What are the emotions that the shock and disbelief bring up in your heart? Sadness, shock, anger, defeat, rage, shame? Notice how they all exist together and enrich one another. Sit with all of them and let them pierce your heart. Feel the feelings overtake the thoughts. If all of the emotions that come up are identified and truly felt, you’ll make choices that are rich with honest emotional life. You won’t have to act the choices, because you’ll be living in the felt sense of the choices. If you lead with the heart and not the head, you’ll bring real humanity and depth to every role you go out on, from the simplest one liner to the most complex 12-page scene.
Now that you know how the emotions of the piece feel in your heart, it’s time to experience how they feel in the physical body. Where does the hurt manifest? Is it an empty feeling in the gut or does it live in your chest? What does the disbelief do to your breath: Are you breathing shallowly or have you stopped breathing entirely? Does the feeling of defeat cave your chest in make you want to slump over?
The body needs to feel all of the emotions in order to give them back to you in the room. And though you will be mostly still, the feeling of the emotions in the different parts of your body will enrich and give dimension to the choices, and your stillness will be electric. You’ll be the actor completely living the role, not just a talking head.
Also, if the emotions are stored in the body they will be available to you in the audition. The body holds on to the information you provide it in a completely pure way, without the judgement and opinions of the mind.
One of my students came to me after class to show me a twoline role he had the next day for a cop. The lines were standard issue, “License and registration, please. Do you know why I pulled you over?” Something like that. We discussed an intent for the cop and the intent, “to go home,” worked well for the student. He made a couple of choices to support that intent and when he explored them in his body, his shoulders sagged a bit, his stomach stuck out, and his facial muscles went slack.

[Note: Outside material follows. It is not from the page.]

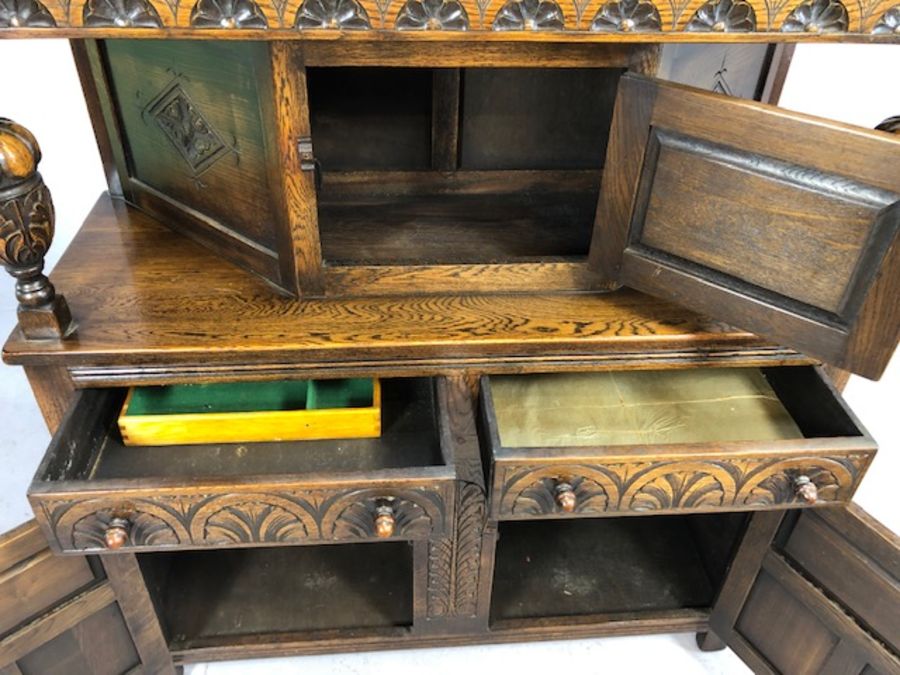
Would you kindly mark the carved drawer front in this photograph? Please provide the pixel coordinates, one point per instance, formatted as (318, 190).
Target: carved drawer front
(92, 493)
(667, 442)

He wasn’t playing a tired cop, he was a tired cop in his mind, body, and heart, alive in all three sense doors and a complete person in two lines. And he booked it.
To be one of the five actors who are actually competing for the job, you need to completely embody the role and open all three sense doors so that the words on the page are rich with the life of the mind, body, and heart. If you work this way, you’ll be able to wrap yourself entirely around the words, leaving no space between you and the role.
You’ll be the epitome of the totally embodied actor.